Just goes to show how eclectic and educational this forum is.

Barrel sizes for the Tempest were 5.6mm. I haven't fired any weapons, air or other for over 25 years and i wonder what the difference in mv would be between the 5.5 and 5.6, a fair bit I would think.


----------



## johnbaz (Jan 30, 2005)

Mick B said:


> Just goes to show how eclectic and educational this forum is.
> 
> Barrel sizes for the Tempest were 5.6mm. I haven't fired any weapons, air or other for over 25 years and i wonder what the difference in mv would be between the 5.5 and 5.6, a fair bit I would think.


Hi Mick

I tried putting one of those tins of Wasps in my Tempest box and it was too large but an old tin of Webley pellets fits perfectly!! :blink:










Cheers, John


----------



## johnbaz (Jan 30, 2005)

William_Wilson said:


> mel said:
> 
> 
> > Just shows you, I read the title and thought - -
> ...


Ha ha ha!! I have a tennis racquet thingy that takes batteries for flying pests!! It literally cooks them!! :thumbup: I won't go near wasps of Hornets with it though!! I use my Sharps Ace for that fully pumped but with no pellet in!!

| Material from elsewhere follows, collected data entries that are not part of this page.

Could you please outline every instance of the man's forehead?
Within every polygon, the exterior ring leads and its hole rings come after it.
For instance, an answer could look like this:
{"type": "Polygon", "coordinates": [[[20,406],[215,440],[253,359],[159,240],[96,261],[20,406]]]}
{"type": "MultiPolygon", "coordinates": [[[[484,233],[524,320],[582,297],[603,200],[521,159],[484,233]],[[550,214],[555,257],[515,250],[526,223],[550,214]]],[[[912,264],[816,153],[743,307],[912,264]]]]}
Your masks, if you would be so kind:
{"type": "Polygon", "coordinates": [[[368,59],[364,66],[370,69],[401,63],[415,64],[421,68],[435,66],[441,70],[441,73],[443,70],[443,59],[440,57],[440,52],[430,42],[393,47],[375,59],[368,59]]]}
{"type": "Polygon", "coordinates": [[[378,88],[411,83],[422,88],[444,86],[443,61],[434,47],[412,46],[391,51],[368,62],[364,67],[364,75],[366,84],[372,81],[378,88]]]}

The blast of air spreads the 'orrid yeller so and so's over a large area!! :yes:

This is my Japanese wasp/Hornet destroyer!! :yahoo:










John


----------



## Mick B (Oct 21, 2013)

John what is the metric barrel size stamped on your Tempest? And can I ask, please don't whet my appetite to start another collection.


----------



## johnbaz (Jan 30, 2005)

Mick B said:


> John what is the metric barrel size stamped on your Tempest? And can I ask, please don't whet my appetite to start another collection.


It says 5.6mm which is true .22" I believe (or as close as makes any difference!!)

Cheers, John


----------